The older you get, the more you appreciate a vibrant democracy. Good: maybe not when you first get the election notification for the senior citizens’ advisory board, after all you were only 35 yesterday. But that’s general. And especially in Bavaria you have a firm anchor against all the imponderables that haunt other areas: the CSU. The last people who knew a government in this country in which the CSU was not involved are slowly dying out. You can confirm one thing: basically nothing changes.

It’s just all divided up a bit differently over the decades. What the CSU lacks in percentages today is now being contributed by a sub-CSU called Freie Wahler. They elect their chairman unanimously in a way that has never happened before, even in the CSU. And he makes an effort to deliver the desired results.

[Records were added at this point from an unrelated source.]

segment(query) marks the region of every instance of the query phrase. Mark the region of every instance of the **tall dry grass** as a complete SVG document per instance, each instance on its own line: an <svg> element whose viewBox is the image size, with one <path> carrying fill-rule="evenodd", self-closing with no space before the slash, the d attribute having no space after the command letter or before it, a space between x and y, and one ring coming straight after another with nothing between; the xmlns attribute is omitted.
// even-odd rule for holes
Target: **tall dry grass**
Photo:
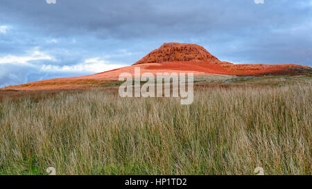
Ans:
<svg viewBox="0 0 312 189"><path fill-rule="evenodd" d="M311 84L121 98L103 91L0 103L0 174L311 174Z"/></svg>

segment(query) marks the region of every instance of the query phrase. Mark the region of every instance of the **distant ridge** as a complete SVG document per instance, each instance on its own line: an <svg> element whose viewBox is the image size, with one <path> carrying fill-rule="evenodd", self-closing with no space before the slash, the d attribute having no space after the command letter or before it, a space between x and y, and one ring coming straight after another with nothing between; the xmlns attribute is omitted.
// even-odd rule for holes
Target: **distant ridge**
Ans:
<svg viewBox="0 0 312 189"><path fill-rule="evenodd" d="M207 64L222 62L201 46L193 44L164 43L159 48L149 53L134 65L145 63L189 61Z"/></svg>

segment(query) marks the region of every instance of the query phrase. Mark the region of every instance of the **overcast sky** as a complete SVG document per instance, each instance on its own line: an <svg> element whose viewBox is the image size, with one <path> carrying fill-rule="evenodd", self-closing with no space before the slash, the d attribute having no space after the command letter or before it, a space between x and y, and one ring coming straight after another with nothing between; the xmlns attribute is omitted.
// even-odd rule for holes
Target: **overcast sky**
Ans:
<svg viewBox="0 0 312 189"><path fill-rule="evenodd" d="M312 66L312 0L0 0L0 87L130 65L164 42Z"/></svg>

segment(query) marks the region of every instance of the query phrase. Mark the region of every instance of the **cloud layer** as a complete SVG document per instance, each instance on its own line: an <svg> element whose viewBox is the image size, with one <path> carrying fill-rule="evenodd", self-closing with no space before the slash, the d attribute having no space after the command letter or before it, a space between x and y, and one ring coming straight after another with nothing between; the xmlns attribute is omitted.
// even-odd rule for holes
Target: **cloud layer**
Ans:
<svg viewBox="0 0 312 189"><path fill-rule="evenodd" d="M312 1L0 1L0 87L130 65L164 42L312 66Z"/></svg>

They are: The machine ring has to work, and someone has to tell “the same monkeys” (Lion Feuchtwanger) and the other left-green weirdos what you really think of them. The actual CSU doesn’t get it that way anymore. Except perhaps in Bamberg, where a CSU local branch is currently scuffling against a new immigration law, transsexuals and women in politics because it expresses “well-founded concerns from our midst”. Somebody says what people think. Although “thinking” is the wrong term, “feeling dull” would probably be the right one. Incidentally, can it also be that “the people” are sometimes just a terrible rabble? And do you really want someone to represent you?

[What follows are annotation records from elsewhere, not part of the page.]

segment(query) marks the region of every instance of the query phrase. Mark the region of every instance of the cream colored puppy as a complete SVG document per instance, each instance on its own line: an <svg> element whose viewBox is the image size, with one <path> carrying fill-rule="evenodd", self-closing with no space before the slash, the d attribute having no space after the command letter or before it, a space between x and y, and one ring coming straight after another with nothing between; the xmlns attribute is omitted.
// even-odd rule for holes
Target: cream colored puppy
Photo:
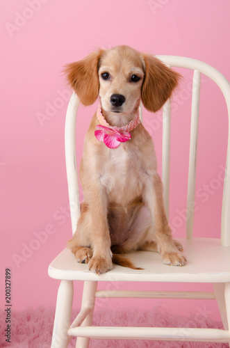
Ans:
<svg viewBox="0 0 230 348"><path fill-rule="evenodd" d="M84 105L99 101L85 139L84 200L68 247L97 274L111 269L113 261L135 268L120 255L133 250L158 251L165 264L182 266L186 259L172 238L154 143L138 116L140 100L150 111L161 109L179 75L127 46L98 49L66 72Z"/></svg>

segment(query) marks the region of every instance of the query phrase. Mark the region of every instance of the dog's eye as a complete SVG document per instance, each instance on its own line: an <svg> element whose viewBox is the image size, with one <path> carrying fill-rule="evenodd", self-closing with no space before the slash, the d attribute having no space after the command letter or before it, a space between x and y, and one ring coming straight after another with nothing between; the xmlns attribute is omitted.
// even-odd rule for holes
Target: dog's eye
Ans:
<svg viewBox="0 0 230 348"><path fill-rule="evenodd" d="M110 75L108 72L104 72L101 74L101 77L104 80L108 80L110 78Z"/></svg>
<svg viewBox="0 0 230 348"><path fill-rule="evenodd" d="M140 79L140 77L138 75L133 75L132 77L131 78L131 81L132 82L138 82Z"/></svg>

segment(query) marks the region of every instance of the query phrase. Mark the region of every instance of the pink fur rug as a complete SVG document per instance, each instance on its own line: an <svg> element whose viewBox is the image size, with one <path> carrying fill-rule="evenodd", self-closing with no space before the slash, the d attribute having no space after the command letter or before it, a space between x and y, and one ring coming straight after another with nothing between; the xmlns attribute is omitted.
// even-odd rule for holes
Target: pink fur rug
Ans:
<svg viewBox="0 0 230 348"><path fill-rule="evenodd" d="M76 315L77 311L74 312ZM5 341L6 314L0 311L0 347L10 348L50 348L54 309L28 308L21 312L12 311L11 342ZM203 327L222 329L221 322L213 322L208 317L199 317L191 315L188 317L172 315L165 307L158 306L151 310L142 311L138 309L126 310L97 310L95 313L93 325L135 326L168 327ZM73 338L68 347L75 347L76 338ZM90 348L149 348L149 347L196 347L223 348L228 345L207 342L182 342L167 341L91 340Z"/></svg>

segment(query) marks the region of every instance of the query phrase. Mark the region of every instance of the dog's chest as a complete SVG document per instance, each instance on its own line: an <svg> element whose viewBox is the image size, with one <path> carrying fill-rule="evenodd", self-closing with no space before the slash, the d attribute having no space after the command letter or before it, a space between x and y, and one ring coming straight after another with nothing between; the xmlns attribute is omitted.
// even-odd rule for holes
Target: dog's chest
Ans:
<svg viewBox="0 0 230 348"><path fill-rule="evenodd" d="M110 149L101 170L101 182L109 200L119 203L141 194L141 155L121 144Z"/></svg>

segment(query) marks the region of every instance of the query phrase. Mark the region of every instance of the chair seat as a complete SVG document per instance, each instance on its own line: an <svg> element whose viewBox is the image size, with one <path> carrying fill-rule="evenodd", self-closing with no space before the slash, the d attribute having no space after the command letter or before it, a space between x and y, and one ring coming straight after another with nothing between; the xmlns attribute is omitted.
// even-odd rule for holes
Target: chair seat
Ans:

With the CSU it will be difficult, it seems. In any case, there are no longer any “justified concerns” about gay MPs in their own ranks. Maybe you just didn’t suspect anything at the constellation meeting. And now that’s the way it is. It is all the more important to hold on to other achievements. Two examples: Anyone under 40 should not become prime minister, but should be ashamed that she is so young, and a five percent hurdle for the federal government has no place in Bavaria. Incidentally, a kind of hereditary democracy would be even better: the party that has always been elected should also move directly into the Bundestag in the future. A few hundred votes or not doesn’t matter that much. Because experience teaches us: In Bavaria everything stays the same as always.